その時には、今の延長戦で考えるのではなくて、
死んだ後に生きて残る人たちとどういう霊的関わりをするのかを中心に、
考えることになるだろう。
お墓に関する街角アンケートを、妙齢のご婦人を対象にやっていた。
アンケートのテーマは、「貴方が死んだら、ご主人と同じお墓に
入りますか?それとも別のお墓に入りますか?」だった。
同じ墓に入ると答える人、別の墓を望む人、その比率は、
よく覚えていないけれど、まずまず五分五分だったと思う。
別のお墓を望む理由は、死んでまで一緒に暮らしたくない、
夫と一緒は生きている時だけで十分、がほとんどだった。
世間で漏れ聞こえる夫婦の仲から類推すると、
だいたいこういうことになるんだろうなと納得して、テレビを消した。
でもテレビを消した後でも、興味が続いた。
何に興味があったかというと、こういうことだ。
「アンケートに答えた人の中には無神論の人もいるだろうに、
お墓に入ることは当然のことと思っているのかなあ?」
「みんなお墓に入ることを、夫と一緒は嫌だとか、
生きている今の延長線上にあることのように考えているけれど、
(納得してしまった僕もその一人だけど)
お墓とはそういうものなのか?」
お墓とは、本来、何?
お墓は、もちろん、死人が葬られている場所をさす。
であるなら、お墓を考える前に、死人を葬るという行為について、考える必要がある。
約1万年ぐらい前には、
ーある特定の場所に人骨が集合して綺麗に並べられていることからー、
その頃には死人は埋葬されていたと推定されている。
その頃に墓はあったかどうかわからないが、
人類は大昔から、埋葬という行為を行っていたことになる。
死人を葬る霊長類は、人類以外にいない。
例えば猿は、死んだ小猿を母猿が手放さず、
ずっと抱えている姿が時々紹介されるように、死人を埋葬などしない。
ところが人類は、死人と一緒に生活していると何らかの「不都合」を、感じた。
そういうと現代人は、衛生のために埋葬したと主張する人がいるかもしれないが、
1万年前の世界は家も電気もない世界、生き物の死骸も糞も混在している世界、
医学的配慮もなく、当然衛生という概念も無い世界だ。
衛生的配慮で埋葬したとは、とても考えられない。
だから現代人が考えるような衛生的理由ではない別の理由で、
死人を自分たちの世界と切り離すために、
自分たちが死人を見えないところに置くために、埋葬した。
何故死人を埋葬するのか、逆説的に聞こえるかもしれないが、
「死人は埋葬することで死者になった」となるのではないか。
「死人と一緒に生活していると何らかの不都合」とは、
埋葬された死者のお腹に、大きな石が載せられている白骨遺体が
沢山発見されていること(それは死者が土中から復活できないようにしたためと
考えられている)も考慮すると、
死人の魂魄であり、息遣いであり、切迫であったと思われる。
生きている人々の中に死人がいたのでは、
死人の魂魄や息遣いによって切迫され、
生活がままならない方向に歪んでしまうために、
死人を埋葬し死者としたのだ。
死人を埋葬しただけでは、墓はできない。
墓であれ、塚であれ、古墳であれ、これらに共通することは、標である。
埋葬した場所を明らかにしておくために墓ができた、となる。
死人を自分たちと切り離すだけなら、埋葬で十分のはずだ。
ところが、それではまだ「不都合」だったから、
どこに埋葬したかわかるように、標をつけた。
標の理由はそこに訪れるため、以外には考えられない。
お宝を土の中に隠したら、後でそこがわかるように子供でもそこに標をつけるように、だ。

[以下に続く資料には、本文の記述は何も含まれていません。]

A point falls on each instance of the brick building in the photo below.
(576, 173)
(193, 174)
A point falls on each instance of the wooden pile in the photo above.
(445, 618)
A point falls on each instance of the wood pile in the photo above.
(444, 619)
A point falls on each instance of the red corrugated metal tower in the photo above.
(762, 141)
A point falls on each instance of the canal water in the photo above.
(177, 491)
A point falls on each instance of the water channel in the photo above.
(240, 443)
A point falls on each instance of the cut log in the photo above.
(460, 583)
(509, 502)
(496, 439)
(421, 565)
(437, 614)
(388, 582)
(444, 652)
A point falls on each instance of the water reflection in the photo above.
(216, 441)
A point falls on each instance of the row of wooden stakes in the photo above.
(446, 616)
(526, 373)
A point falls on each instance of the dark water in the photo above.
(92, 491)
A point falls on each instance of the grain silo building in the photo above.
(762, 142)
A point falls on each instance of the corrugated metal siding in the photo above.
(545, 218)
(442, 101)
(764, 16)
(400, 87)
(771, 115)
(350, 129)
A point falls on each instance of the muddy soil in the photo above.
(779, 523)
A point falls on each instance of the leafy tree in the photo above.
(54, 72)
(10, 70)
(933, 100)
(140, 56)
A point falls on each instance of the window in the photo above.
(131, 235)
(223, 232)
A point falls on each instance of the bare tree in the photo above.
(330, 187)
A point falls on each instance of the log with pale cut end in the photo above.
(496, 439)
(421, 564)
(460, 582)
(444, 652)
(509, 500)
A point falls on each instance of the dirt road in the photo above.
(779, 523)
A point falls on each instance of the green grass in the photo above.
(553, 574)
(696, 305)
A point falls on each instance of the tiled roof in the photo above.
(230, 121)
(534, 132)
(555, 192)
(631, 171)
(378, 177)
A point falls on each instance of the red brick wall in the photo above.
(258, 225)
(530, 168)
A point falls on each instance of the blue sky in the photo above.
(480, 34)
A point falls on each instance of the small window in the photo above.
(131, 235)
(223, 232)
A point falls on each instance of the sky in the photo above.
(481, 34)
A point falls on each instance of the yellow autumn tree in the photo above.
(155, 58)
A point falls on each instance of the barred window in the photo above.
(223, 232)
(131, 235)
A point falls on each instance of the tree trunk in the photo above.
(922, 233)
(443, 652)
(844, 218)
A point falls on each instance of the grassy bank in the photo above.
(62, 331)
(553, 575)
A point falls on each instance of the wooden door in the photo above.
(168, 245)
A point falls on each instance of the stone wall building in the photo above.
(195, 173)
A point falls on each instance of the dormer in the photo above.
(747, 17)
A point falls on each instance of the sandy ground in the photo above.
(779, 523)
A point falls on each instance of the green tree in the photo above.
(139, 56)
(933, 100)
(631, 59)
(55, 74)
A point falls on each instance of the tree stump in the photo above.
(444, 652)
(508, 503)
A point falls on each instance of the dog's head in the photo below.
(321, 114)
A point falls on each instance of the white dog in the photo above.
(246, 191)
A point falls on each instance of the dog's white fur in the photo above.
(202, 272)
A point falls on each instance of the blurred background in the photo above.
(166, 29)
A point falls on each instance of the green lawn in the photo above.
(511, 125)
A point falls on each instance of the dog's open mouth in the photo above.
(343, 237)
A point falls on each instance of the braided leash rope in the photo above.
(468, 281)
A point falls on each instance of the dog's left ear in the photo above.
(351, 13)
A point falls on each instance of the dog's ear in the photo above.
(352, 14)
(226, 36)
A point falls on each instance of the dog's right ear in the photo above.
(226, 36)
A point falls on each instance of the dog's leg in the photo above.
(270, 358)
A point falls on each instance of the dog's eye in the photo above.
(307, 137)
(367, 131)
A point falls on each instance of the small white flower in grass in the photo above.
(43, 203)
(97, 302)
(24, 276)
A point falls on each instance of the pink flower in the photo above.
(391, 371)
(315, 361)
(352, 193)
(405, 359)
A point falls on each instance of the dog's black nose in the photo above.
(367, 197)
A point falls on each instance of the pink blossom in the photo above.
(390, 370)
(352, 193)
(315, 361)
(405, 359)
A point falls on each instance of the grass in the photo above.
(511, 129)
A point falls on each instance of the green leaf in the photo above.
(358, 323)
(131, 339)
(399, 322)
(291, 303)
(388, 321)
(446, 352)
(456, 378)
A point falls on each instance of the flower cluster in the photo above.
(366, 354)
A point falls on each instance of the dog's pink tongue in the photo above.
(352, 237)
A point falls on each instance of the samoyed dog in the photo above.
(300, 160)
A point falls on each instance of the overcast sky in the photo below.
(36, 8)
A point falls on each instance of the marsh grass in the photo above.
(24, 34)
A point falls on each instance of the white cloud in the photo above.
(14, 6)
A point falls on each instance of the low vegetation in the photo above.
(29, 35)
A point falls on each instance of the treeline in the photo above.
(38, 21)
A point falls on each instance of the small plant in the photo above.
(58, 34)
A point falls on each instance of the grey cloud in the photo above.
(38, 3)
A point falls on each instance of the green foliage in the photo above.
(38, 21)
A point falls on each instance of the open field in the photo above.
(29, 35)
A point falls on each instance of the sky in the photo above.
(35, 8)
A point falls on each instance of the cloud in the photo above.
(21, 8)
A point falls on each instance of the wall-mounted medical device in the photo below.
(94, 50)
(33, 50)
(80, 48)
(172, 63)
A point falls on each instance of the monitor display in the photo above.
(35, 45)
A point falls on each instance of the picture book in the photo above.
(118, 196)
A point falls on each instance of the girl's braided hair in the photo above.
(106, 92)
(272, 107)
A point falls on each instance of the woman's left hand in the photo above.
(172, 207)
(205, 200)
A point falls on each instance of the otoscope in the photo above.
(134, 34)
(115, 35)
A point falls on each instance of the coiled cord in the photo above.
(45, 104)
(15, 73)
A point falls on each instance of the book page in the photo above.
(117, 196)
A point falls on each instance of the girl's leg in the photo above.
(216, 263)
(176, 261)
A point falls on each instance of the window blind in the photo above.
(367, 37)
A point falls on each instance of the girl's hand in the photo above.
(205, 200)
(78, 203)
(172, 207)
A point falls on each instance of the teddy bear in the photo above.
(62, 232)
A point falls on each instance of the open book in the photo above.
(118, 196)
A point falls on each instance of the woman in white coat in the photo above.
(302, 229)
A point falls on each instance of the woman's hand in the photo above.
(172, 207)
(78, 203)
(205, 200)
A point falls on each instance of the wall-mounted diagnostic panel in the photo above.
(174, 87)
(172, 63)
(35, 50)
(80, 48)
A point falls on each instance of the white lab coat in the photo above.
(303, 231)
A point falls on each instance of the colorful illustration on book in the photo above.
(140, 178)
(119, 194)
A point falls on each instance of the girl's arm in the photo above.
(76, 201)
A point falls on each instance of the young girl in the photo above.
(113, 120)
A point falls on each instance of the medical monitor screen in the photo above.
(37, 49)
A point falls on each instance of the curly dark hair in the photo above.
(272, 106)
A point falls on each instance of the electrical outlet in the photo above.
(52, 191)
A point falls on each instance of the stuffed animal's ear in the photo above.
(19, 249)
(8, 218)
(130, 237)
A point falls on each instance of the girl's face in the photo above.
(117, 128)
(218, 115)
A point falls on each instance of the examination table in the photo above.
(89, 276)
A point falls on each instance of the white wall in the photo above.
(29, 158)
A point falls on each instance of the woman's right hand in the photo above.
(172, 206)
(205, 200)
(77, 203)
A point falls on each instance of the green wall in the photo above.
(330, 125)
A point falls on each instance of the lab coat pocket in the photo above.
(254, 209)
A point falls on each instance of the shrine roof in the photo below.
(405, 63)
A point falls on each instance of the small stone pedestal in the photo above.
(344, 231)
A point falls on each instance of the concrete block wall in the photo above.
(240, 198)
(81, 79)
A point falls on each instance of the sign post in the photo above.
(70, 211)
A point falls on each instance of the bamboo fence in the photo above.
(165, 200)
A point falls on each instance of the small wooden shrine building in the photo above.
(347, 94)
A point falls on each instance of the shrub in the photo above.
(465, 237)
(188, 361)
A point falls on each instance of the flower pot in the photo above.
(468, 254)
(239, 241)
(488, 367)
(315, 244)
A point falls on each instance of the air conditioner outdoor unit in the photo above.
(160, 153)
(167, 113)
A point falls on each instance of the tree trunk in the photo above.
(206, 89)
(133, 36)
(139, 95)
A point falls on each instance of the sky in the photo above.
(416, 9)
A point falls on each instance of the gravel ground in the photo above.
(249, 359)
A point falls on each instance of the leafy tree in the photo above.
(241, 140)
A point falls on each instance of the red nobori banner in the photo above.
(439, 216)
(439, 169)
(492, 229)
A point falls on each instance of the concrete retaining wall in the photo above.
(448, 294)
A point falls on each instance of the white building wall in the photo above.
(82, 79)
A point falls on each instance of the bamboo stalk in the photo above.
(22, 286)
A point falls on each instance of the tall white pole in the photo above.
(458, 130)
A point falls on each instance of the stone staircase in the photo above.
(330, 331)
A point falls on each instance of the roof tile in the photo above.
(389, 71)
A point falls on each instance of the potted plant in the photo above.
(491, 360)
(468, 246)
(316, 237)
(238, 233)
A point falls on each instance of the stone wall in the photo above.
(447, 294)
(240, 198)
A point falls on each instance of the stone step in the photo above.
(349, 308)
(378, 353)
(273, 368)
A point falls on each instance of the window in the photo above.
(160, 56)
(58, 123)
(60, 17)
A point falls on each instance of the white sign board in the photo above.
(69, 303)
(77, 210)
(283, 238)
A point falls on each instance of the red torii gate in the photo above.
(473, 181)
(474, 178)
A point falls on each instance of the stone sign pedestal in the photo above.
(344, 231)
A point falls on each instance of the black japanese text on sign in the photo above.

人類は、再び死者のところを訪れるために、標を残した。
それが墓の起源と考えられる。
死者に「何か」があると感じたからだ。
死者は生きている人たちと離されるけれど、
何かが残ると感じていた。
その何かを感じとるために、
時々死者の処にいかないと不都合があり、
その不都合を取り除くために、
死者の場所を訪れるために墓を作った。
死者の祟りを恐れ、死者に護られていると感じること、
そして死者と生者は墓の場所で魂のコミュニケートを行った。
このコミュニケートが鎮魂である。
そして死者は生者と分けられながらも、
時々同一の場所に集合するということは、
別々にいながらも「同時に生きている」という共生の感性を生んでいった。
これらの感性は、これを霊性と言って良いと思うが、
葬礼と、死者の魂を安らげる鎮魂の儀礼を作るようになり、
文化を形成し、宗教が生まれ、文明を築いてきた、と言えないだろうか。
生まれ育った場所の習慣等によって、お墓の扱いは変わっているだろうが、
過去から変わらず現代でも、お墓は死者の魂を感じる場所だ。
生きている我々が、人類誕生以来脈々と受け継いできた霊性を、
再びその感度を取り戻し、邪悪な思いを抑え、
そして儀礼を通して、安らかに生きていくことを再確認する場所、
それがお墓だ。
人類は死人を死者として分かつことで、
他の霊長類と決定的に別の道を歩んできた。
一方で、人類は同類を殺すという行為を平気で行う。
他の霊長類では、遺伝的優勢を確保する以外には、同類を殺さない。
殺すという行為はほとんど人類にしか適用されず、
殺すことも人類と他の霊長類を分けている。
しかも殺す理由は、無分別なほど多様であるために、
殺人が際限無く行われる危険性をはらんでいる。
つまり、殺人を行う人類は、とても邪悪な霊長類だ。
その邪悪な人類が、途中に滅びることも無く今日まで生きてこれたのは、
ー戦争を際限無く繰り返しそれでも滅亡せずにこれたのはー、
殺人を邪悪な行為であるという「抑制する思い」の方が強かったから、
と考えられるのではないか。
他者とコミュニケートし、折り合おうとする意思が、
邪悪な思いよりも強かったから、
人類は生き延びてきたと言えるのではないか。
このコミュニケートと折りあいの原点が、
鎮魂であり共生ではないだろうか。
この考えのオリジナルは、レヴィナス氏にある。
僕はレヴィナス氏の考えを十分汲み取れておらず、
もしかしたら歪曲させている可能性は否定できないけれども、
(特にお墓のところは、そう)
僕自身の思いも加えるとこういう展開になる。
宗教が巷間に語られない時代、になった。
あの世があるのかないのか、
無神論が正しいのかそうではないのか、
議論は錯綜し、とても一つの答えになりそうもない。
でも、お墓を題材にして人類の歴史を遡ってみれば、
霊性が人類が他の霊長類と分かつものだ。
現代は科学万能時代だけれど、
人類の歴史において、現代は一瞬のひらめきにすぎない。
たった一瞬のひらめきをすべてであると考えて、
人類が人類たらしめてきた霊性を、
迷信であるとあざ笑うことは、できないのではないか。
そういう思いを持って、お墓参りをしよう。
だから今回墓前では、今まで以上に死者との対話を試みた。
僕もいずれ死んだら、生者と別の場所に分けられる必要がある。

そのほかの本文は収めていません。